From deer and beavers to “free range” pigs and goats in and around Seneca Village, what we now know as Central Park has long been home to an abundance of animals. In 1858, the city adopted the Greensward Plan and began the long process of reshaping the 843 acres of land into a park where everything—from the trees to the trails to the inhabitants—would be meticulously planned to benefit New Yorkers and to promote the city as a global metropolis among the likes of London and Paris. But this vision of Central Park embodied white elite European values, and disagreements about which creatures belonged in the park’s waters and green spaces have often perpetuated systems of oppression.

Illuminating the multispecies story of Central Park from the 1850s to the 1970s, Dawn Day Biehler examines the vibrant and intimately connected lives of humans and nonhuman animals in the park.

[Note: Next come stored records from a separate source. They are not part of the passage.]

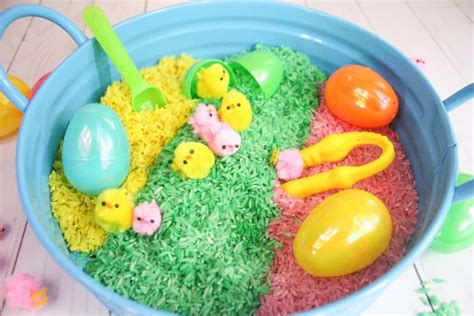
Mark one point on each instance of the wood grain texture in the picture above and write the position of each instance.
(346, 9)
(448, 27)
(457, 271)
(466, 7)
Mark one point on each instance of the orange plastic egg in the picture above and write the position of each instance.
(359, 96)
(10, 116)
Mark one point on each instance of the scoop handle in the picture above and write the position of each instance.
(111, 44)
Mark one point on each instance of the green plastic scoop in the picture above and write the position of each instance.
(144, 95)
(264, 66)
(457, 232)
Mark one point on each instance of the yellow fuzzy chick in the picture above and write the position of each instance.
(193, 160)
(213, 82)
(236, 110)
(113, 211)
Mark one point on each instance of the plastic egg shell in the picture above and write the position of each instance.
(360, 96)
(96, 153)
(345, 233)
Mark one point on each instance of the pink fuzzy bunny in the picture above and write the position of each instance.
(25, 292)
(289, 165)
(146, 218)
(2, 232)
(224, 140)
(203, 119)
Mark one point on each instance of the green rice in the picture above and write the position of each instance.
(212, 252)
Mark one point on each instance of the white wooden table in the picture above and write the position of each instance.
(440, 31)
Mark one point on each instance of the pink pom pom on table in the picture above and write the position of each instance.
(25, 292)
(289, 165)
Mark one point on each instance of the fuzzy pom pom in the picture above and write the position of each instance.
(203, 119)
(289, 165)
(146, 218)
(25, 292)
(3, 230)
(225, 141)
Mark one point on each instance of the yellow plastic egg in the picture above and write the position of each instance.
(10, 116)
(343, 234)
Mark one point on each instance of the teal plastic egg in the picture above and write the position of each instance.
(96, 153)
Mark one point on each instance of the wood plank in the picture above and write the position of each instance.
(346, 9)
(119, 10)
(457, 271)
(449, 28)
(11, 214)
(412, 39)
(466, 7)
(45, 44)
(14, 34)
(415, 39)
(453, 33)
(67, 297)
(399, 298)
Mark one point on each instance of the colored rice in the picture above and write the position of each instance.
(222, 247)
(292, 289)
(147, 133)
(212, 252)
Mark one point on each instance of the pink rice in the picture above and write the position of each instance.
(293, 290)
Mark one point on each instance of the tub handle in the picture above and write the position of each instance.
(14, 13)
(465, 190)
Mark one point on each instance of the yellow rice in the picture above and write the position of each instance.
(147, 131)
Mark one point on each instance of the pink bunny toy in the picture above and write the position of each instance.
(203, 119)
(146, 218)
(225, 141)
(289, 165)
(25, 292)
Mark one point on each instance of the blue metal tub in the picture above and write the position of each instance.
(217, 29)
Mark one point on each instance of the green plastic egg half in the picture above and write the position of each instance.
(96, 152)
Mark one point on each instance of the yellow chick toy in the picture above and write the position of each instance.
(193, 160)
(236, 110)
(113, 211)
(213, 82)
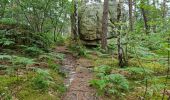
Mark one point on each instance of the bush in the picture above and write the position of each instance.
(111, 84)
(107, 83)
(42, 79)
(138, 72)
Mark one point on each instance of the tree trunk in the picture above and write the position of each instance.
(105, 25)
(74, 21)
(120, 49)
(130, 15)
(164, 9)
(145, 19)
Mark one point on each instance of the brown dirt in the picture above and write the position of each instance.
(78, 77)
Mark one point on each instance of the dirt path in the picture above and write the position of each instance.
(78, 77)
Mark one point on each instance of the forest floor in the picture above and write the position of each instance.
(79, 75)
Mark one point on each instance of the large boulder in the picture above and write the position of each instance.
(90, 22)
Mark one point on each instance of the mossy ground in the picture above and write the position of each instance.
(137, 85)
(20, 84)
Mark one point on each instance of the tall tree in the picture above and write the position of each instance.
(119, 28)
(144, 14)
(164, 8)
(74, 20)
(105, 25)
(130, 15)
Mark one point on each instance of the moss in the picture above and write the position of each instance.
(7, 81)
(106, 61)
(54, 91)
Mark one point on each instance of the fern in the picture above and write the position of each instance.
(22, 61)
(5, 57)
(42, 79)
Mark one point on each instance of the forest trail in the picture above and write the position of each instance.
(78, 77)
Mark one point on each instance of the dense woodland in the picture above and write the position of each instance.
(84, 50)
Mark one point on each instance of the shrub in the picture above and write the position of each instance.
(111, 84)
(138, 72)
(42, 79)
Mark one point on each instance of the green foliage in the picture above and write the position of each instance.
(8, 21)
(22, 61)
(111, 84)
(42, 79)
(5, 57)
(33, 51)
(105, 69)
(138, 72)
(79, 50)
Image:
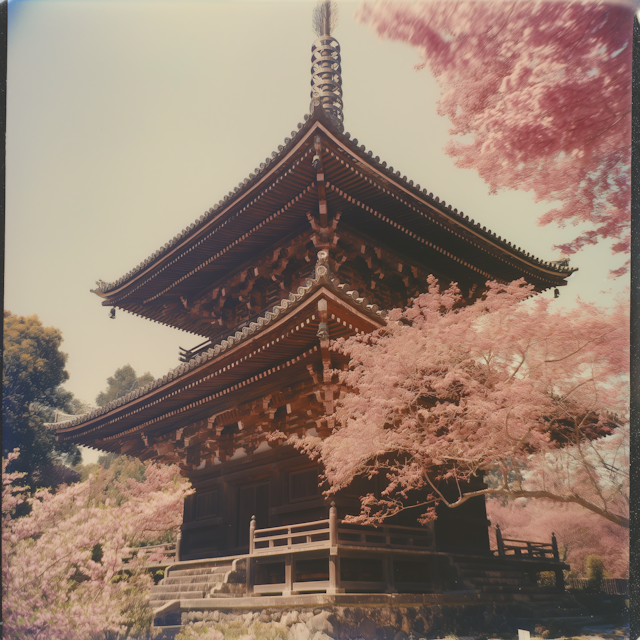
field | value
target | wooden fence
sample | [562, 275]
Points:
[609, 586]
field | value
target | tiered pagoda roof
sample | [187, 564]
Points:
[245, 277]
[372, 200]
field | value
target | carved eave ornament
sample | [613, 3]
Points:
[289, 341]
[318, 175]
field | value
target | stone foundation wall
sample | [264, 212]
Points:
[349, 623]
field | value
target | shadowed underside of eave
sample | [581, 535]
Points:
[283, 199]
[281, 347]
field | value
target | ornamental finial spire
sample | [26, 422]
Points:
[326, 78]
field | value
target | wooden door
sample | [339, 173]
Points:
[253, 500]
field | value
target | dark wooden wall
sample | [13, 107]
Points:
[280, 487]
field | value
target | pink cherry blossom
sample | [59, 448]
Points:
[62, 563]
[539, 97]
[513, 386]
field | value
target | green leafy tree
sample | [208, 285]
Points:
[122, 382]
[32, 374]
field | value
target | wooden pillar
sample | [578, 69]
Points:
[288, 575]
[499, 541]
[387, 566]
[554, 545]
[556, 556]
[334, 553]
[250, 562]
[333, 525]
[178, 543]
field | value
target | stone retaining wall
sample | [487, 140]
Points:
[350, 623]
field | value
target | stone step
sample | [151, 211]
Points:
[183, 595]
[475, 571]
[170, 588]
[530, 588]
[210, 577]
[520, 580]
[487, 568]
[195, 571]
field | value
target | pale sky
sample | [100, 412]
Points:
[128, 120]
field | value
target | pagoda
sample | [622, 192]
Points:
[317, 243]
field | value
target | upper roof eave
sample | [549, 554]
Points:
[323, 280]
[317, 119]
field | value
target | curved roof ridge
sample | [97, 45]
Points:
[104, 287]
[322, 276]
[560, 266]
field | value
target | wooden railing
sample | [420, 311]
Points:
[332, 532]
[292, 536]
[385, 536]
[526, 548]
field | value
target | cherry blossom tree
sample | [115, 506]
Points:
[580, 532]
[62, 563]
[518, 389]
[539, 97]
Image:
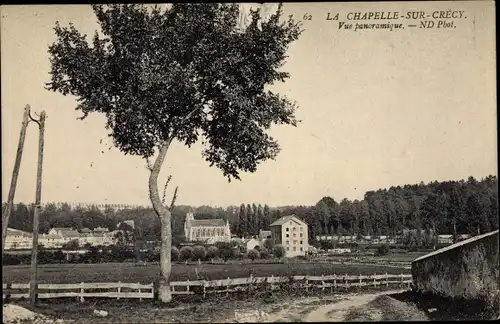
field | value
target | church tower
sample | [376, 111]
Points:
[187, 227]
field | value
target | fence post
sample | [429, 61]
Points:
[82, 290]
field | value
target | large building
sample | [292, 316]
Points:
[58, 237]
[291, 232]
[206, 230]
[18, 240]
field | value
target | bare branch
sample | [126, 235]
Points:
[149, 166]
[165, 189]
[174, 198]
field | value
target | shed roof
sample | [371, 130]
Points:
[450, 247]
[285, 219]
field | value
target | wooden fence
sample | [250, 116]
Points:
[202, 287]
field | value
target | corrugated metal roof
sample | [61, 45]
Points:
[285, 219]
[450, 247]
[207, 222]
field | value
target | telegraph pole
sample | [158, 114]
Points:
[37, 207]
[15, 174]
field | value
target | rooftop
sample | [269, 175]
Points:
[207, 222]
[285, 219]
[450, 247]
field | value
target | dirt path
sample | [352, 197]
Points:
[337, 311]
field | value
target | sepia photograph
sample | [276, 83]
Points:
[249, 162]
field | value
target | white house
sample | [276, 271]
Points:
[208, 230]
[18, 240]
[253, 244]
[291, 232]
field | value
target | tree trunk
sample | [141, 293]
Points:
[164, 293]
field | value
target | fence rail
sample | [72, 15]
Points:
[204, 287]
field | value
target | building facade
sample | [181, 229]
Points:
[292, 233]
[58, 237]
[206, 230]
[18, 240]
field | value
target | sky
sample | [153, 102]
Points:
[377, 109]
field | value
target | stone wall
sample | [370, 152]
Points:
[466, 270]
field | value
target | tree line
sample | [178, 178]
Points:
[448, 207]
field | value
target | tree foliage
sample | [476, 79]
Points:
[181, 73]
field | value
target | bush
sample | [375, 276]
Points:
[186, 252]
[226, 250]
[199, 252]
[253, 254]
[174, 254]
[279, 251]
[383, 250]
[212, 252]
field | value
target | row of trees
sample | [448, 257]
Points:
[445, 207]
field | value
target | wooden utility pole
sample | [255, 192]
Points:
[15, 174]
[37, 206]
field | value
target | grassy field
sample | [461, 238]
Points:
[129, 272]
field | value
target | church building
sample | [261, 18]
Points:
[206, 230]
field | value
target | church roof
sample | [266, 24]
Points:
[207, 222]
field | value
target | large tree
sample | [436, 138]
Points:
[183, 73]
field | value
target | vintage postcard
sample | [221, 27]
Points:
[249, 162]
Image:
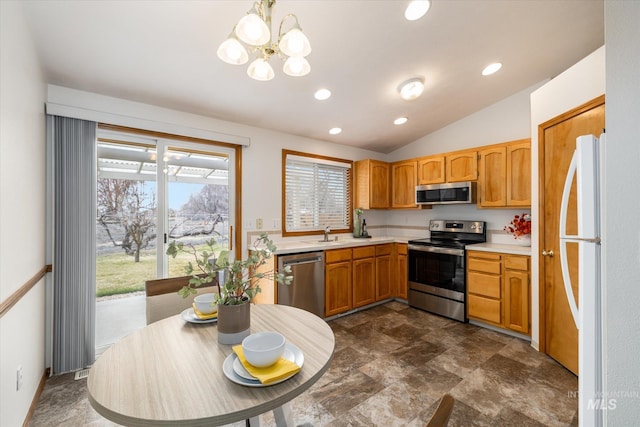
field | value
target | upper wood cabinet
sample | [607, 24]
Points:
[372, 184]
[505, 175]
[492, 189]
[403, 184]
[384, 283]
[519, 174]
[462, 166]
[431, 170]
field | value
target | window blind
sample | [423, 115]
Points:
[317, 194]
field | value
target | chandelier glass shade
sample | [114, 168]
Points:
[254, 30]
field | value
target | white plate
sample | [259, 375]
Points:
[242, 377]
[190, 316]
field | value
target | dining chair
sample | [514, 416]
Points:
[163, 301]
[440, 417]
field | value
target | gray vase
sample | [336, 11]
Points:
[234, 323]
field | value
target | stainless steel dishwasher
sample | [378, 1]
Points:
[307, 289]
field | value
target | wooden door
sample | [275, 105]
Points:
[431, 170]
[492, 191]
[403, 184]
[519, 174]
[559, 335]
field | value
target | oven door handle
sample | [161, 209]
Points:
[436, 249]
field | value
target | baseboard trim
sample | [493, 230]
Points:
[36, 397]
[13, 299]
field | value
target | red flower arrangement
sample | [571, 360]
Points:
[520, 225]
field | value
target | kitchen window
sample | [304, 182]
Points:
[317, 193]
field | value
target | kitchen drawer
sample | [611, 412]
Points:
[383, 249]
[364, 252]
[485, 265]
[337, 255]
[516, 262]
[485, 309]
[484, 284]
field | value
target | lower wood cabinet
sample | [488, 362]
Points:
[401, 269]
[498, 290]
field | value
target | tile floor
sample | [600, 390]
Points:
[392, 363]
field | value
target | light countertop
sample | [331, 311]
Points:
[501, 247]
[313, 243]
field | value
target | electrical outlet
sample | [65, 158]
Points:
[19, 378]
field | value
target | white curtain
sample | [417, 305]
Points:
[74, 262]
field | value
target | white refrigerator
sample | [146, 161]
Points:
[587, 313]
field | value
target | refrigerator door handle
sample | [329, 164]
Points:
[564, 239]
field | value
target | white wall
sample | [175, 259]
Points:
[22, 212]
[581, 83]
[621, 235]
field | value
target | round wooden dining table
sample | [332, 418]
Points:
[170, 372]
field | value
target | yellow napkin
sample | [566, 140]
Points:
[204, 316]
[283, 368]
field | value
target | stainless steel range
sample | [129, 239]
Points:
[437, 273]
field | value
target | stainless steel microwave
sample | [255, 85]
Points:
[442, 194]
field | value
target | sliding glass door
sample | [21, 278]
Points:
[152, 191]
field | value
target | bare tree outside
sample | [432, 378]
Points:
[126, 212]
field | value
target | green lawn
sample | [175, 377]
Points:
[118, 274]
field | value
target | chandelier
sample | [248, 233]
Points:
[254, 29]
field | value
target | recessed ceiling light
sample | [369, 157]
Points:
[417, 9]
[322, 94]
[491, 68]
[411, 89]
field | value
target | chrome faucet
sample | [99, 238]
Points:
[327, 230]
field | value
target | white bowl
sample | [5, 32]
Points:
[263, 348]
[204, 303]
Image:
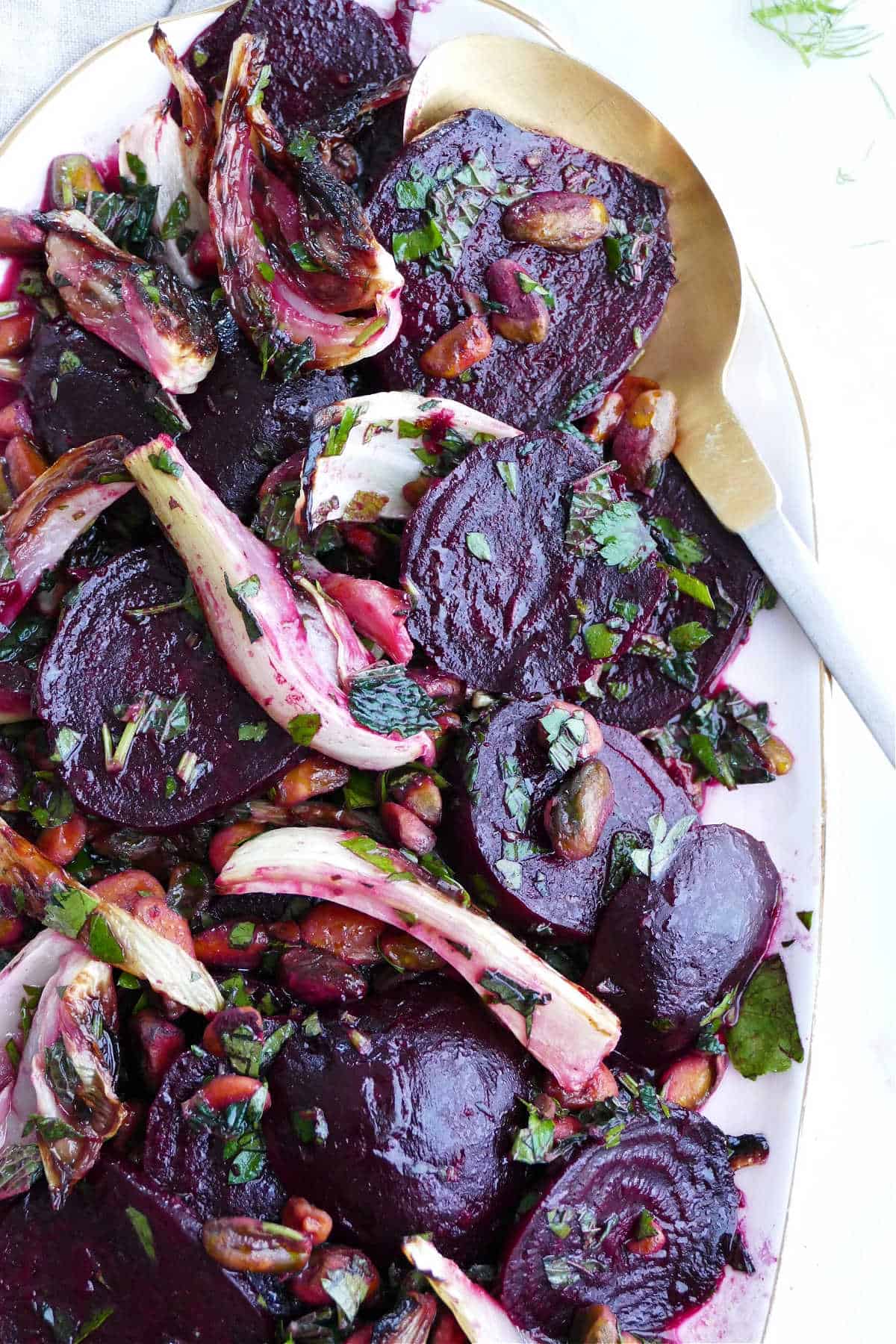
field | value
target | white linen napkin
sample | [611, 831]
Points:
[43, 38]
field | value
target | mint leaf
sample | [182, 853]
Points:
[766, 1038]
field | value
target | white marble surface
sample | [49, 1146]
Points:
[805, 164]
[774, 139]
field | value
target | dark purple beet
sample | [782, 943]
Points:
[124, 1243]
[105, 390]
[190, 1162]
[242, 425]
[320, 53]
[418, 1125]
[503, 625]
[102, 659]
[564, 895]
[594, 315]
[677, 1169]
[667, 952]
[735, 582]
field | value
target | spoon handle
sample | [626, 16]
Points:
[833, 629]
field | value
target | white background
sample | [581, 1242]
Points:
[771, 136]
[773, 139]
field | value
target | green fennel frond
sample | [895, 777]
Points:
[815, 30]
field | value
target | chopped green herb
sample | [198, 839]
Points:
[477, 544]
[520, 998]
[163, 461]
[242, 934]
[141, 1228]
[102, 942]
[531, 287]
[69, 362]
[175, 218]
[137, 168]
[385, 699]
[337, 436]
[601, 641]
[532, 1144]
[304, 729]
[509, 475]
[665, 841]
[689, 636]
[766, 1038]
[418, 242]
[253, 732]
[688, 585]
[240, 596]
[601, 524]
[258, 92]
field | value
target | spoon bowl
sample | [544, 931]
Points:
[544, 89]
[547, 90]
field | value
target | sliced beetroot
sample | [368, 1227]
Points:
[190, 1160]
[503, 779]
[16, 690]
[102, 394]
[668, 952]
[320, 53]
[494, 582]
[594, 312]
[570, 1249]
[240, 423]
[413, 1108]
[656, 690]
[124, 1246]
[104, 660]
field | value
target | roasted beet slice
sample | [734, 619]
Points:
[320, 52]
[124, 1246]
[102, 659]
[652, 688]
[503, 779]
[570, 1250]
[480, 161]
[102, 394]
[403, 1120]
[188, 1159]
[240, 423]
[668, 951]
[494, 584]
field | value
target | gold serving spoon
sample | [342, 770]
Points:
[543, 89]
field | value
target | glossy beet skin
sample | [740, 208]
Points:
[420, 1124]
[240, 423]
[594, 315]
[320, 53]
[188, 1160]
[677, 1169]
[503, 625]
[66, 1266]
[729, 571]
[668, 952]
[568, 897]
[101, 659]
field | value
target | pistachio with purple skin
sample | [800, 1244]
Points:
[561, 221]
[576, 813]
[523, 315]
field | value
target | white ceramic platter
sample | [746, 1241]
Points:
[89, 108]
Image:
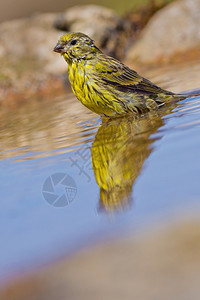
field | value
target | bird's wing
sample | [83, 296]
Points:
[123, 78]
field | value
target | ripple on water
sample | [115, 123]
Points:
[127, 173]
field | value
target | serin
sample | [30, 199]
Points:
[105, 85]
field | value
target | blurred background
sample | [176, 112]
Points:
[130, 228]
[24, 8]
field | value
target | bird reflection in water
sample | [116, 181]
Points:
[118, 153]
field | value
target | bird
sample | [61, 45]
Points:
[105, 85]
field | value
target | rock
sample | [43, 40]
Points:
[172, 30]
[102, 24]
[28, 63]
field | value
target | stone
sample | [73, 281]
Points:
[172, 30]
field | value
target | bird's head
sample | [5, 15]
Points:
[76, 46]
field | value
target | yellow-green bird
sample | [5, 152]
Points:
[105, 85]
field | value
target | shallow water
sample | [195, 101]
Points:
[69, 180]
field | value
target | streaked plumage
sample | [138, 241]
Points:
[105, 85]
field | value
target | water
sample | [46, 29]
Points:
[69, 180]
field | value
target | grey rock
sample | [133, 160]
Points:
[173, 29]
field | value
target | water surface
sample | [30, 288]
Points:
[68, 179]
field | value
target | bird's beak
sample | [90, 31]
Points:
[59, 48]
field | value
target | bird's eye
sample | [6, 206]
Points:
[73, 42]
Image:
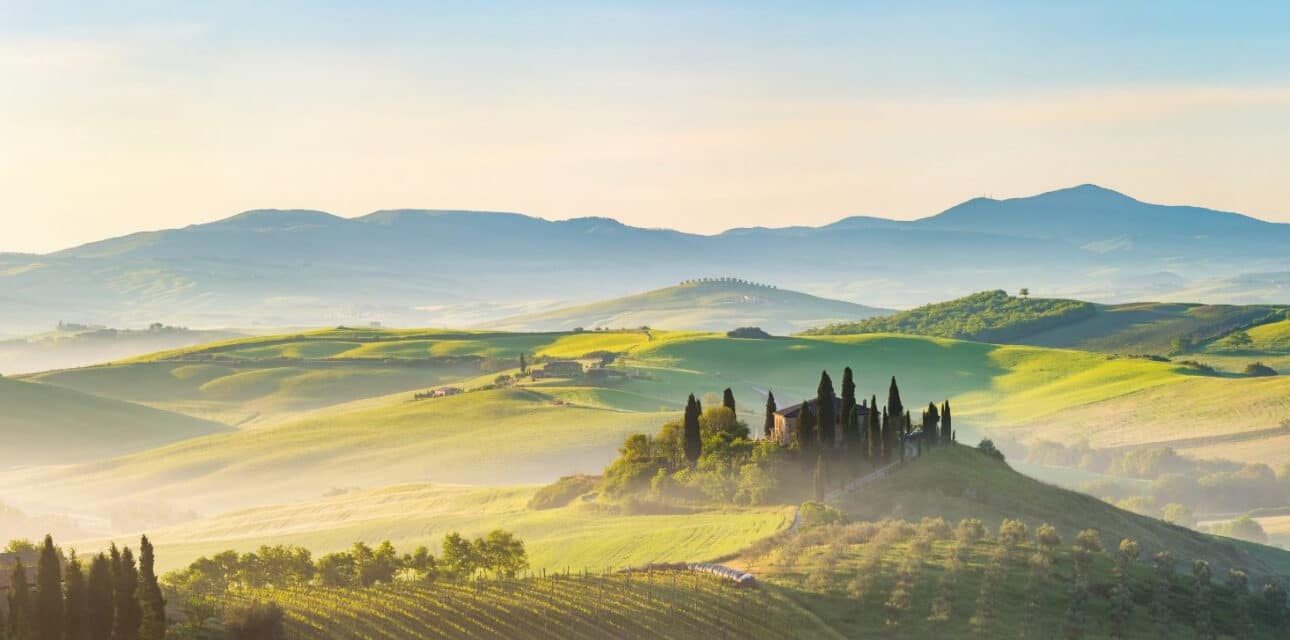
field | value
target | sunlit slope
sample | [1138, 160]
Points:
[47, 425]
[710, 305]
[579, 536]
[959, 481]
[483, 438]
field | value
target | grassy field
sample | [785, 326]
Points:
[578, 536]
[712, 306]
[48, 425]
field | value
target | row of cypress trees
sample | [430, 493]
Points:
[864, 432]
[115, 600]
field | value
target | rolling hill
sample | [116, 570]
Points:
[1130, 329]
[715, 305]
[453, 267]
[49, 425]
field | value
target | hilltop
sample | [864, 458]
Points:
[456, 267]
[708, 305]
[1142, 328]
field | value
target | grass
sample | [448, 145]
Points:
[578, 536]
[47, 425]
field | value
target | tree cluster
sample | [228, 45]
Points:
[110, 599]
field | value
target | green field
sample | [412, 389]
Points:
[48, 425]
[578, 536]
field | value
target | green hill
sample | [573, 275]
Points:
[48, 425]
[1135, 328]
[701, 305]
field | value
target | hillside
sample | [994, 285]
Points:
[454, 267]
[698, 305]
[48, 425]
[1131, 328]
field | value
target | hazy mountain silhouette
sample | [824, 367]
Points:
[445, 267]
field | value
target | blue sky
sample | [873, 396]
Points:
[141, 115]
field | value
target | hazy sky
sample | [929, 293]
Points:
[118, 116]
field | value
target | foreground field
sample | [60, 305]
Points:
[579, 536]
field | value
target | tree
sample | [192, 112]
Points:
[75, 600]
[128, 612]
[693, 438]
[254, 621]
[151, 600]
[19, 604]
[806, 438]
[850, 430]
[827, 412]
[769, 427]
[873, 425]
[99, 605]
[49, 594]
[932, 423]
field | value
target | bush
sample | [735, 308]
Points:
[563, 492]
[254, 621]
[1259, 370]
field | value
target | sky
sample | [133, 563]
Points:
[118, 116]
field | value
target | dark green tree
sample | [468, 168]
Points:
[75, 600]
[826, 412]
[932, 425]
[151, 600]
[805, 432]
[693, 440]
[873, 425]
[848, 407]
[128, 612]
[101, 603]
[19, 604]
[947, 434]
[769, 427]
[49, 594]
[894, 405]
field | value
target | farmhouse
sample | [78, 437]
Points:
[786, 420]
[560, 369]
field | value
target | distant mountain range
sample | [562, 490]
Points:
[436, 267]
[714, 305]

She reveals stories of grazing sheep, teeming fish, nesting swans, migrating warblers, and escaped bison as well as human New Yorkers’ attempts to reconfigure their relationships to the land and claim spaces for recreation and leisure. Ultimately, Biehler shows how Central Park has always been a place where animals and humans alike have vied for power and belonging.

Dawn Day Biehler is associate professor in the Department of Geography and Environmental Systems at the University of Maryland, Baltimore County. She is author of Pests in the City: Flies, Bedbugs, Cockroaches, and Rats.